“I should think it must be an attack on the temper,” said the Curate, who, now that it was all over, felt that it was but just his aunt Leonora should suffer a little for her treatment of him. “Perhaps some of her favourite colporteurs have fallen back into evil ways. There was one who had been a terrible blackguard, I remember. It is something that has happened among her mission people, you may be sure, and nothing about me.”
“You don’t know Leonora, Frank. She is very fond of you, though she does not show it,” said Miss Dora, as she led her victim in triumphantly through the garden-door, from which the reluctant young man could see Lucy and her sister in their black dresses just arriving at the other green door from the parish church, where they had occupied their usual places, according to the ideas of propriety which were common to both the Miss Wodehouses. Mr. Wentworth had to content himself with taking off his hat to them, and followed his aunts to the table, where Miss Leonora took her seat much with the air of a judge about to deliver a sentence.
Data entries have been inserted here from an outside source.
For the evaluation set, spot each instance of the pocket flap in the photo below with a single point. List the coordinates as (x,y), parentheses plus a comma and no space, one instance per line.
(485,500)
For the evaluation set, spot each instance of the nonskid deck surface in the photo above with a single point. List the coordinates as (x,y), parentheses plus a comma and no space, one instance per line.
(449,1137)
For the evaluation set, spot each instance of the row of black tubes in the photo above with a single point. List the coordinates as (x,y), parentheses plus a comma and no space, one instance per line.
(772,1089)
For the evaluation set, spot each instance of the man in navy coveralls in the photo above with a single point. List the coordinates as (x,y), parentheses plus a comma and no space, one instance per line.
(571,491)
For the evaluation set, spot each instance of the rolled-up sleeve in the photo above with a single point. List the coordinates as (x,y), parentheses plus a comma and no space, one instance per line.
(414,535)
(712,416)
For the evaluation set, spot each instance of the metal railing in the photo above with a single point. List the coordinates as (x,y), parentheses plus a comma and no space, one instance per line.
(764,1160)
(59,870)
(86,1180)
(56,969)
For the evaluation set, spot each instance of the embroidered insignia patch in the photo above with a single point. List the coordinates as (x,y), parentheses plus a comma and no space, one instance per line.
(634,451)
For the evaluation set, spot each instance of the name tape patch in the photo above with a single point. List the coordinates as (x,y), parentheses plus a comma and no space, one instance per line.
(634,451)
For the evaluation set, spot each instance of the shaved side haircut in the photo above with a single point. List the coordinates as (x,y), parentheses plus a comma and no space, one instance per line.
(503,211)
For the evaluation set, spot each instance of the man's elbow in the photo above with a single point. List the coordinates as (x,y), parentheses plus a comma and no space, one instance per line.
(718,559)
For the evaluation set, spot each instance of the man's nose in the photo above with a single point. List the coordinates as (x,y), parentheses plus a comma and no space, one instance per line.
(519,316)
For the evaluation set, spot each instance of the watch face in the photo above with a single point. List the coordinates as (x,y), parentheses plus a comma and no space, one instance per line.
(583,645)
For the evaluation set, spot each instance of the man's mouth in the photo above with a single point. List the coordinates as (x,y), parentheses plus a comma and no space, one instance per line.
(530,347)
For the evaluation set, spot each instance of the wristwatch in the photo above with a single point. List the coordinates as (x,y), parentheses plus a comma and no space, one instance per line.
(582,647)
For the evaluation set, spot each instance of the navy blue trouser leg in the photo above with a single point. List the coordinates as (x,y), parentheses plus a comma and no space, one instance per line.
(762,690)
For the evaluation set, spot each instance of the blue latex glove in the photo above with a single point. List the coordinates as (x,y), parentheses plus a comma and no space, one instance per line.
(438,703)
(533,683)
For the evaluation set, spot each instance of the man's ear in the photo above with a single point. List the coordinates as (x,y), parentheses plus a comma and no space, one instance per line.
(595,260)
She did not restrain herself even in the consideration of the presence of Lewis the butler, who, to be sure, had been long enough in the Wentworth family to know as much about its concerns as the members of the house themselves, or perhaps a little more. Miss Leonora sat down grim and formidable in her bonnet, which was in the style of a remote period, and did not soften the severity of her personal appearance. She pointed her nephew to a seat beside her, but she did not relax her features, nor condescend to any ordinary preliminaries of conversation. For that day even she took Lewis’s business out of his astonished hands, and herself divided the chicken with a swift and steady knife and anatomical precision; and it was while occupied in this congenial business that she broke forth upon Frank in a manner so unexpected as almost to take away his breath.
“I suppose this is what fools call poetic justice,” said Miss Leonora, “which is just of a piece with everything else that is poetical—weak folly and nonsense that no sensible man would have anything to say to. How a young man like you, who know how to conduct yourself in some things, and have, I don’t deny, many good qualities, can give in to come to an ending like a trashy novel, is more than I can understand. You are fit to be put in a book of the Good-child series, Frank, as an illustration of the reward of virtue,” said the strong-minded woman, with a little snort of scorn; “and, of course, you are going to marry, and live happy ever after, like a fairy tale.”
“It is possible I may be guilty of that additional enormity,” said the Curate, “which, at all events, will not be your doing, my dear aunt, if I might suggest a consolation. You cannot help such things happening, but, at least, it should be a comfort to feel you have done nothing to bring them about.”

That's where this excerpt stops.